See Part II, Item 7 — Critical Accounting Policies and our consolidated financial statements and related notes in Part IV, Item 15 of our Form 10-K, for accounting policies and related estimates we believe are the most critical to understanding our condensed consolidated financial statements, financial condition and results of operations and which require complex management judgment and assumptions, or involve uncertainties. These critical accounting policies include revenue recognition; patient accounts receivable; insurance; goodwill and intangible assets; and income taxes. There have not been any changes to our significant accounting policies or their application, since we filed our Form 10-K.

ITEM 3. QUANTITATIVE AND QUALITATIVE DISCLOSURES ABOUT MARKET RISK

Our Revolving Credit Facility and Term Loan carry a floating interest rate which is tied to the Eurodollar rate (i.e.

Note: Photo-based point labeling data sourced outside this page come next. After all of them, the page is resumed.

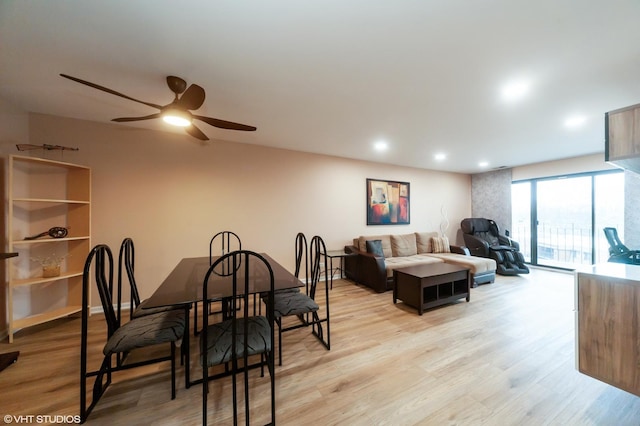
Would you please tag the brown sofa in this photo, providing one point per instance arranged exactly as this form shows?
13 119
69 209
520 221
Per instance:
376 271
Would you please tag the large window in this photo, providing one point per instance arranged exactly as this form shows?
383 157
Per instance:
558 221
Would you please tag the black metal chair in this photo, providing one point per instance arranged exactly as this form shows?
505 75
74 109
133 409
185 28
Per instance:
164 327
220 244
618 252
240 334
126 263
482 237
304 305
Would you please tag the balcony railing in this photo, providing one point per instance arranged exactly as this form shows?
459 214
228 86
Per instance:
563 245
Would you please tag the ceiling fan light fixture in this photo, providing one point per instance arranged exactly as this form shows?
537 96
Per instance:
177 117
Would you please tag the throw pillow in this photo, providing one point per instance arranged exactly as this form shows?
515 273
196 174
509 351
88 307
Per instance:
423 241
440 245
403 245
375 247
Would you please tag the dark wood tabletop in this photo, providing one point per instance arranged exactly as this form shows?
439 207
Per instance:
184 283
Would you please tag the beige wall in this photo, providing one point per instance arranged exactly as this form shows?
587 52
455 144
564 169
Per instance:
171 193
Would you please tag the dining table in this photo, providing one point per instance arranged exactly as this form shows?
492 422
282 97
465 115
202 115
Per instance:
184 283
184 286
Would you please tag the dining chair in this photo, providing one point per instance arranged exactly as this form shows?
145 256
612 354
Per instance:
126 266
220 244
160 328
240 334
304 305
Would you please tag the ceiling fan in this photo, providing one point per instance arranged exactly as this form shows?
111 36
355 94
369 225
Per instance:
178 112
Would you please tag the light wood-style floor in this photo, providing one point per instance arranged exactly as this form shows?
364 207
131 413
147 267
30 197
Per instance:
504 358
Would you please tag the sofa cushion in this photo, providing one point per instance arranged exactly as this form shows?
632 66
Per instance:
423 241
403 245
385 239
440 245
374 247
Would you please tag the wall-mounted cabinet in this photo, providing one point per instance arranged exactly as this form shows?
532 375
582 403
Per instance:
622 137
45 194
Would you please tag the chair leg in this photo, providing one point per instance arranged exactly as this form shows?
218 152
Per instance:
279 322
173 370
185 350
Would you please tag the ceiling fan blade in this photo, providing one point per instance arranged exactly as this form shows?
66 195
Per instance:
224 124
176 84
193 98
196 133
146 117
113 92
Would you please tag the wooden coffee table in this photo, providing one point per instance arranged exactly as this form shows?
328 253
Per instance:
427 286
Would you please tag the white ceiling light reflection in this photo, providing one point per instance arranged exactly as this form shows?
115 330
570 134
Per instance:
515 90
381 146
575 121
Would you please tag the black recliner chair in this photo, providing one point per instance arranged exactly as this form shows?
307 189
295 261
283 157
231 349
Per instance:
482 238
618 252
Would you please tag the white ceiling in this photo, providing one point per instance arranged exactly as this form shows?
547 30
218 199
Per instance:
334 77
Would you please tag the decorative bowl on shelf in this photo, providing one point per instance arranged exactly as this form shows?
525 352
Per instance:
50 265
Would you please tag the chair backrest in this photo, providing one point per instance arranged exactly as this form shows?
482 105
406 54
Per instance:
485 229
302 255
101 258
222 243
317 254
250 272
615 245
126 262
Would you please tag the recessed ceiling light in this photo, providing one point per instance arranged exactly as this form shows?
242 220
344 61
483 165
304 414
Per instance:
515 90
575 121
381 146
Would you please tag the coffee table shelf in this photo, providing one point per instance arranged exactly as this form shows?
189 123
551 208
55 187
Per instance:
427 286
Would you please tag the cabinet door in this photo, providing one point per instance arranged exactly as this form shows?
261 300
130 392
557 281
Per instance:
623 137
609 331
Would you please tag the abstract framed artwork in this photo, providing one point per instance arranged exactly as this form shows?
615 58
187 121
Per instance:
388 202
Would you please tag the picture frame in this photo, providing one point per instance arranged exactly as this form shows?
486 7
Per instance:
388 202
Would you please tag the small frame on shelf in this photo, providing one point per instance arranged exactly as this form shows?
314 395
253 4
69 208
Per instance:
388 202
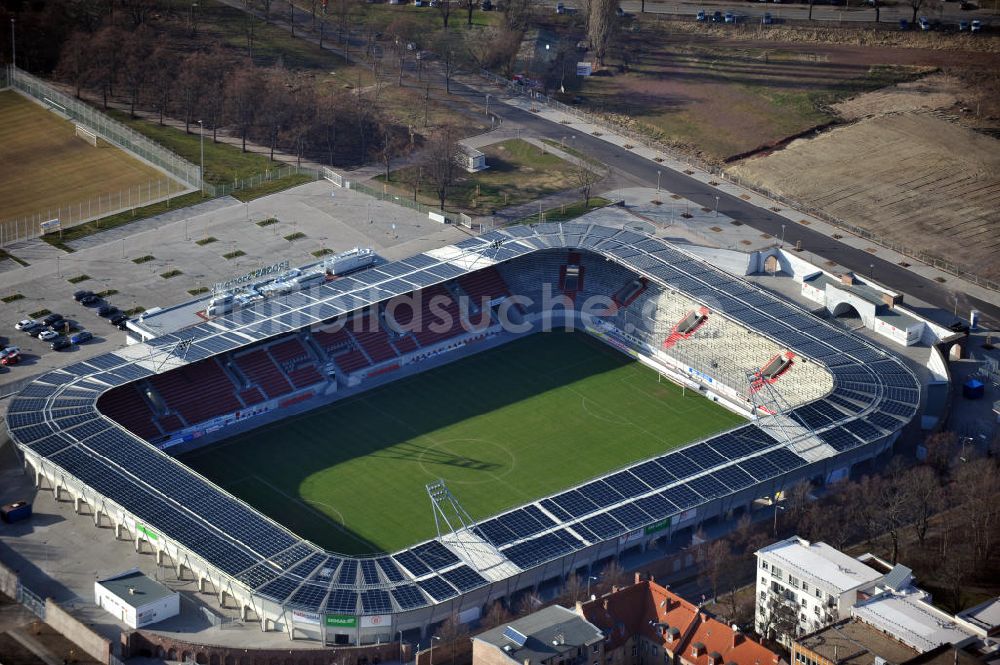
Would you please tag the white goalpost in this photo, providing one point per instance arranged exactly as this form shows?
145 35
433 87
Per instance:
87 135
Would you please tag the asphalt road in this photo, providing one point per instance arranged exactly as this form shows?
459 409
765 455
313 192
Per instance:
638 171
632 170
949 13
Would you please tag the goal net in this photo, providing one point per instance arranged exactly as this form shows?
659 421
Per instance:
87 135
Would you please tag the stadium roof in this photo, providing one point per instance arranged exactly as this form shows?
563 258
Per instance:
57 420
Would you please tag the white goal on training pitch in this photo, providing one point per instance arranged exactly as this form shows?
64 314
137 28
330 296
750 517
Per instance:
87 135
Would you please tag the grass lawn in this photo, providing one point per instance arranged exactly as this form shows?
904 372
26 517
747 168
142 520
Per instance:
55 168
223 162
518 172
502 428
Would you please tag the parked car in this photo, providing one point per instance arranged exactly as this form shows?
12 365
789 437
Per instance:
33 329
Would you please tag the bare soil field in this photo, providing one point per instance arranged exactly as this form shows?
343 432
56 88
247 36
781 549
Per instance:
935 92
47 166
913 177
718 95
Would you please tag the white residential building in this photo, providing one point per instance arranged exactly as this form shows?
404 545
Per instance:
819 582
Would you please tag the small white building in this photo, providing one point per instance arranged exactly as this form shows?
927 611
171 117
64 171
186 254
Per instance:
820 582
135 599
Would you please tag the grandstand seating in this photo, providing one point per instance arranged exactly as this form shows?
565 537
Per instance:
426 325
183 391
486 284
258 367
130 408
296 362
375 343
333 341
251 396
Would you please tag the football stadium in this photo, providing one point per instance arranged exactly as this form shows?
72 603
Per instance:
381 450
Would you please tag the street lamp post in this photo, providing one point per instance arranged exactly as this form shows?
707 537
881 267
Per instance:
433 637
201 141
589 579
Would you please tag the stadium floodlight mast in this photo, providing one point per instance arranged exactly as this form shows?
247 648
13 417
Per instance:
201 140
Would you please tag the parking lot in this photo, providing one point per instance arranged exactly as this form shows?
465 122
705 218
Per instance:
160 261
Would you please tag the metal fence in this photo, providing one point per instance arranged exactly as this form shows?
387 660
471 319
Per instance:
640 139
270 175
94 208
105 127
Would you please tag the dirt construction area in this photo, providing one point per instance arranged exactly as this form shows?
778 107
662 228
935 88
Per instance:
905 169
721 95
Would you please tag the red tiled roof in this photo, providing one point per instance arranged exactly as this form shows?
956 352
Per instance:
652 611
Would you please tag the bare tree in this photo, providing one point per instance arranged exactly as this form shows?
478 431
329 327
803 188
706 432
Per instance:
242 95
392 144
717 560
601 24
441 164
74 61
572 591
265 6
517 14
444 9
105 60
916 6
449 50
327 121
497 615
162 75
585 176
273 106
136 64
188 87
924 496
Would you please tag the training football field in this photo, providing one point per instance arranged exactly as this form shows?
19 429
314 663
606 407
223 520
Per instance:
502 428
46 166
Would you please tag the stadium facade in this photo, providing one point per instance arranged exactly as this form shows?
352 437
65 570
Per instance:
819 400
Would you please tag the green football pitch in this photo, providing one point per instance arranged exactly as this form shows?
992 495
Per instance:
502 428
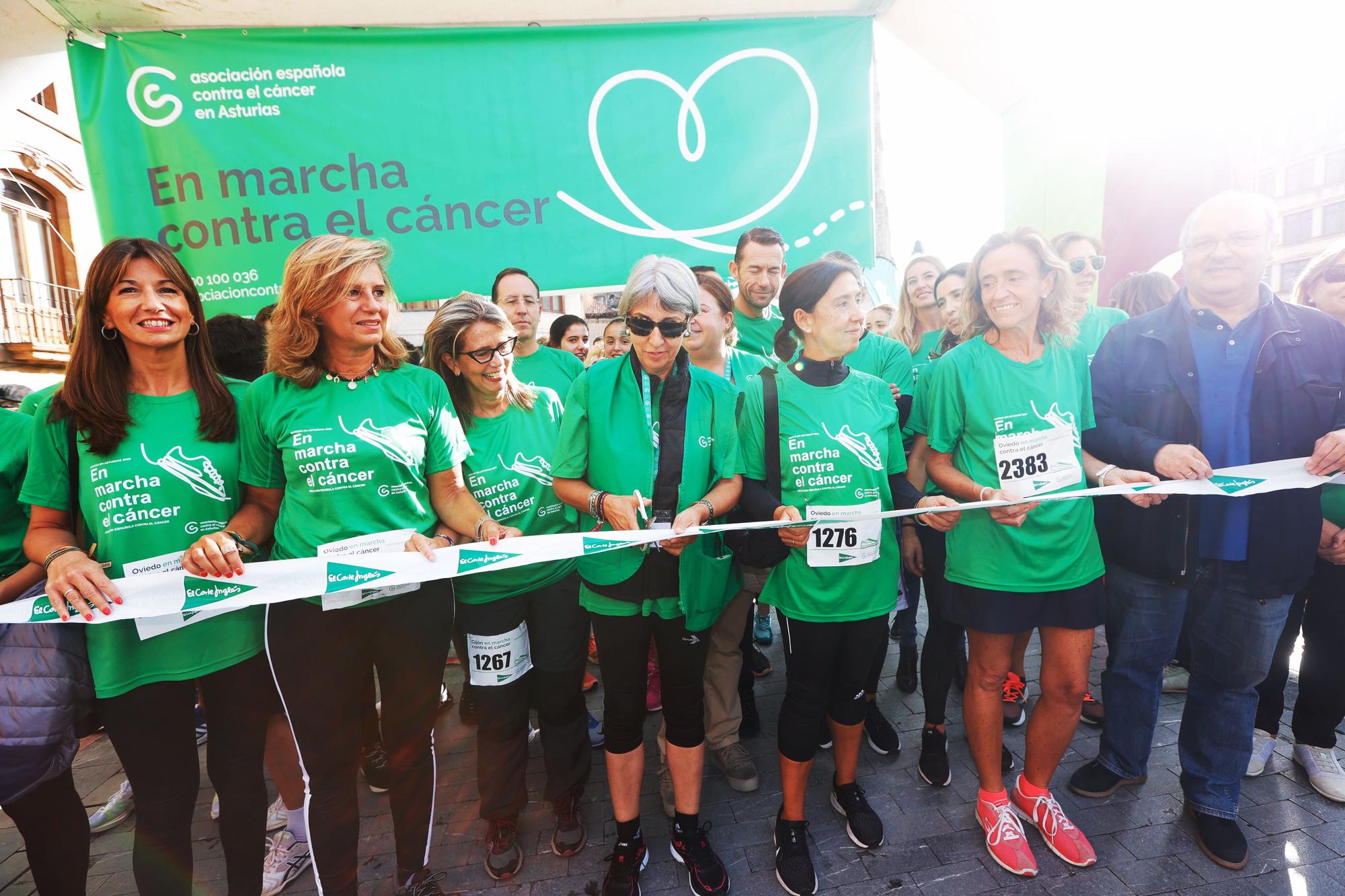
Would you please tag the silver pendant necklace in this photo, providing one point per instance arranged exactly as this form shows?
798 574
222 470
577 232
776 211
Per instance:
353 381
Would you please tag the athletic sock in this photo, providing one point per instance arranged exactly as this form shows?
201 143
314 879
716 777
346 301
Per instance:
629 830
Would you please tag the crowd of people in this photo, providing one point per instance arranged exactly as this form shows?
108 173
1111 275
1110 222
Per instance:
314 432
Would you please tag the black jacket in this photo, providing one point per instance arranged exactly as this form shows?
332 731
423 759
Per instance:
1147 396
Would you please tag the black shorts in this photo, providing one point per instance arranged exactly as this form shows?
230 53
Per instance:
1009 612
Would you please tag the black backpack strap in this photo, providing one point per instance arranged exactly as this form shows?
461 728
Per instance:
771 411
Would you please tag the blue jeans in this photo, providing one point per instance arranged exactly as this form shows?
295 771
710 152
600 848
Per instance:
1234 626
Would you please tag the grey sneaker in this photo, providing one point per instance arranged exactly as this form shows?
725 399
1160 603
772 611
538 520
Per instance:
736 764
666 791
114 811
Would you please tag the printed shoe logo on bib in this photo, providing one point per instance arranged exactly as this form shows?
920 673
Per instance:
1039 462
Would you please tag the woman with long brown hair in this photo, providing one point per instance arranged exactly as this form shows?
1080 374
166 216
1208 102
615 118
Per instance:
155 438
344 440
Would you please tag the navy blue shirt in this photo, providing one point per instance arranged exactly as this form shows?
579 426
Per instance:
1225 358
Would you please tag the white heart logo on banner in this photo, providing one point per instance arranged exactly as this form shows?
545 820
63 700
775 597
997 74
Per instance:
689 108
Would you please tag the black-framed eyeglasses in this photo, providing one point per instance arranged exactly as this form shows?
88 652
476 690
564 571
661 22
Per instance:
1078 266
670 329
484 356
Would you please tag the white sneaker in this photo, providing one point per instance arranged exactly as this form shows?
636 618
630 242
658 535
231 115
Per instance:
1264 747
286 860
1324 772
278 815
1176 680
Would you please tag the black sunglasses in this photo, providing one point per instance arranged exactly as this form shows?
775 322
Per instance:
484 356
670 329
1078 266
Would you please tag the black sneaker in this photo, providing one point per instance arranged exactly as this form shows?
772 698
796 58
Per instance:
907 666
751 725
708 873
880 733
377 771
861 822
571 834
467 709
1098 780
934 758
793 862
423 884
504 857
1222 840
627 860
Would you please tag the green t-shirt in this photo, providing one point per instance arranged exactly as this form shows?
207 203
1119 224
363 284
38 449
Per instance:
984 409
1096 325
549 368
153 495
757 335
14 460
353 462
1334 503
839 444
30 403
510 474
606 440
929 345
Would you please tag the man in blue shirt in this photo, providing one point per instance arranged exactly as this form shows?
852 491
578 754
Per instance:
1227 374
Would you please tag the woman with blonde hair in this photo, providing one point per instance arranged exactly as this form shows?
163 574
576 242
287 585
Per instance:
342 446
919 322
1005 416
512 430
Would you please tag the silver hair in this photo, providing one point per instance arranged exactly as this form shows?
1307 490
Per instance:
1264 204
665 279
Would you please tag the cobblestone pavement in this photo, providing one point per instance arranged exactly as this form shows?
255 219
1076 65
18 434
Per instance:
1144 842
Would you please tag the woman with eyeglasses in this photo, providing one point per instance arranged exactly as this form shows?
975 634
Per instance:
1085 259
919 321
529 611
1007 409
840 454
650 442
1319 610
345 446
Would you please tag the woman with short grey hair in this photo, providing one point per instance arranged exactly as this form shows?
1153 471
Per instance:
650 442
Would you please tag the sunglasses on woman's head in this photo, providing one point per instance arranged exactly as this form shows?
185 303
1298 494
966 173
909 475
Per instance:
484 356
670 329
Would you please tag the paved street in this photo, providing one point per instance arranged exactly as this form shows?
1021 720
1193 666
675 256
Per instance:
933 846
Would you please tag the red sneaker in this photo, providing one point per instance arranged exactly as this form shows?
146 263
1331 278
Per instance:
1062 836
1005 840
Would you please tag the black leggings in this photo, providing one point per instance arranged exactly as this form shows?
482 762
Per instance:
623 649
1320 610
944 638
154 731
558 633
827 667
321 661
56 834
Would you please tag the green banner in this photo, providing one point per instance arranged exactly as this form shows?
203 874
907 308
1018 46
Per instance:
566 151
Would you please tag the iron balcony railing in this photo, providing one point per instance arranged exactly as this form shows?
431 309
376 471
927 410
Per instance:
37 313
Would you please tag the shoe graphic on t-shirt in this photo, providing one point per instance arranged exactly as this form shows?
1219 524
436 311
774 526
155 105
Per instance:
532 467
197 473
380 438
860 444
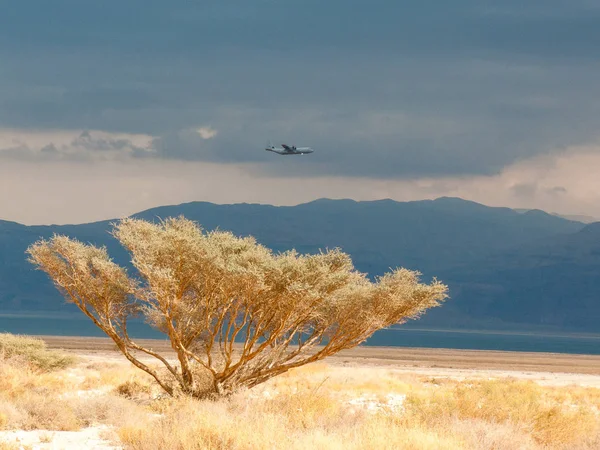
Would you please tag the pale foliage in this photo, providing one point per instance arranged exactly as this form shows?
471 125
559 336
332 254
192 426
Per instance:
236 314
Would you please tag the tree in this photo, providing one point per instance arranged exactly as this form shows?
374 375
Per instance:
236 314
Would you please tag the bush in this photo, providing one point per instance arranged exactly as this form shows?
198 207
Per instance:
236 313
33 351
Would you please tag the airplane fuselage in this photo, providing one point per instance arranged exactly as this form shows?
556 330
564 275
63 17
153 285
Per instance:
287 150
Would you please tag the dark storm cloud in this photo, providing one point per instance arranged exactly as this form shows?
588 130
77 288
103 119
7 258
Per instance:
380 88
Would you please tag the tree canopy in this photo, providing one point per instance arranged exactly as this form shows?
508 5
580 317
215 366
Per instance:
235 312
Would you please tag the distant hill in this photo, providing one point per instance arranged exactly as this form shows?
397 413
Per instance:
576 217
503 267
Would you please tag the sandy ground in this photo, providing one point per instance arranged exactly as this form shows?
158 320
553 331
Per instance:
88 438
549 369
546 368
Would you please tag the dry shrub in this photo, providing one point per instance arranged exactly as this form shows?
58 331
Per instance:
107 409
133 389
33 351
228 304
525 406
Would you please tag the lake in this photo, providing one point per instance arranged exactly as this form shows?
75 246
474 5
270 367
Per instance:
394 337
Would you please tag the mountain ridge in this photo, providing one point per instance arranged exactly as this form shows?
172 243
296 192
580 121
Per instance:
481 252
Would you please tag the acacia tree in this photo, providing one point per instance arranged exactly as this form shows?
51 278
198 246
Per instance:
236 314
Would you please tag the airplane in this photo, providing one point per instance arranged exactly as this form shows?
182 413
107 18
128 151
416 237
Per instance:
289 150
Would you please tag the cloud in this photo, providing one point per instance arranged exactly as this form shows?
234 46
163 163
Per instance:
382 89
525 190
75 192
72 145
206 132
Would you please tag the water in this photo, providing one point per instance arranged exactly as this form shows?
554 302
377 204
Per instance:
395 337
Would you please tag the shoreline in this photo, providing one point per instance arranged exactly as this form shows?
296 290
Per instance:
404 358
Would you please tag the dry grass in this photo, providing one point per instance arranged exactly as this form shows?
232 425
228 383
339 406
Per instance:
316 406
33 351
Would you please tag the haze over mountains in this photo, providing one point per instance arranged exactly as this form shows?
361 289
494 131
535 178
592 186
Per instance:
505 268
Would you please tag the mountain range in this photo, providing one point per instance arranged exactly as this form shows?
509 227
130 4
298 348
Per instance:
505 269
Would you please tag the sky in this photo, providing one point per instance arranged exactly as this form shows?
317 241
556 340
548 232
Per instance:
109 108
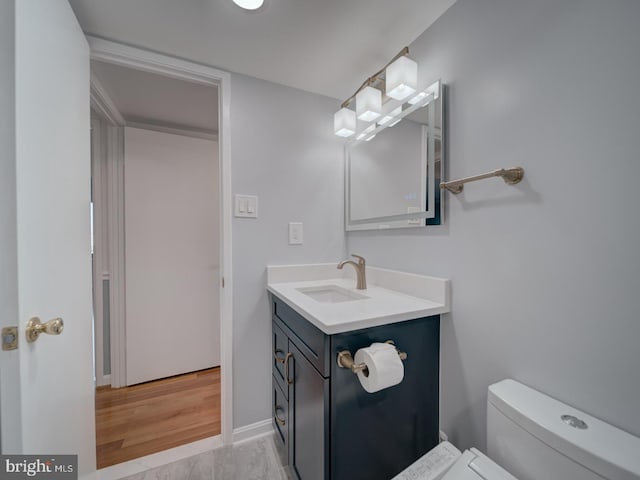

LIBOR) and the Prime Rate and, therefore, our condensed consolidated statements of operations and our condensed consolidated statements of cash flows will be exposed to changes in interest rates. As of March 31, 2010, the total amount of outstanding debt subject to interest rate fluctuations was $90.0 million. A 1.0% interest rate increase would increase interest expense by approximately $0.9 million annually.

ITEM 4. CONTROLS AND PROCEDURES

Evaluation of Disclosure Controls and Procedures

We have established disclosure controls and procedures designed to ensure that information required to be disclosed in our reports filed under the Securities Exchange Act of 1934 (the “Exchange Act”) is recorded, processed, summarized, disclosed and reported within the time periods specified in the SEC’s rules and forms. This information is also accumulated and communicated to our management and Board of Directors to allow timely decisions regarding required disclosure.

In connection with the preparation of this Quarterly Report on Form 10-Q, as of March 31, 2010, under the supervision and with the participation of our management, including our principal executive officer and principal financial officer, we conducted an evaluation of the effectiveness of our disclosure controls and procedures, as such term is defined under Rules 13a-15(e) and 15d-15(e) promulgated under the Exchange Act.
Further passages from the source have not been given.